In "Native Land Acknowledgments' Are the Latest Woke Ritual/Anavatan Topraklarını Tanımalar En Son Moda Uyanış Ritüelidir" (serbest kürsü, 11 Haziran) başlıklı makalesinde, Eugene Kontorovich, basın açıklamalarının eskiden topraklarımızda yaşamış olan insanlara saygı göstererek yapılmasını gerektiren yeni yeni yeşeren solcu talebi zarifçe alaylı bir şekilde eleştiriyor ve bunun onların iddia edilen ahlaki üstünlüğünü onayladığını belirtiyor.
Konudan bahsederken, "fethin ve göçün dünyayı şekillendirdiğini" belirtiyor. Bildiğim kadarıyla sadece bir ülke fethedilmemiş, aksine satın alınmıştır. İronik olarak, bu ülke şu anda kontrol ettiği toprakları "çalmakla" suçlanan İsrail'dir.

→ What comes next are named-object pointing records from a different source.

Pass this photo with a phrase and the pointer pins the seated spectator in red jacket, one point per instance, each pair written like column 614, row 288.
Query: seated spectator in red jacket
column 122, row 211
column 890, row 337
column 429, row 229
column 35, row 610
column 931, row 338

Yahudi devletinin kurulması, belki de tarihin en barışçıl iç göç ve devlet kurma örneğini temsil ediyor. Siyonist çabalar uzun süre askeri değil, neredeyse tamamen ticari nitelikteydi. Yahudiler, Osmanlı veya Britanya İmparatorluklarıyla savaşma gücüne sahip olmadıkları için topraklarını gönüllü işlemlerle dönüm-dönüm satın aldılar.
Ancak Britanya'nın 1948'de Filistin'den çekilmesi ve hemen ardından Arap devletlerinin yeni kurulan İsrail'i ezmeye yönelik saldırısının başlamasıyla, İsrailliler kendilerini savunmak amacıyla kılıca sarıldılar ve toprakları askeri fetih yoluyla kazanmaya başladılar. Ancak bu istisnai siyaset o zaman zaten satın alma yoluyla mevcuttu.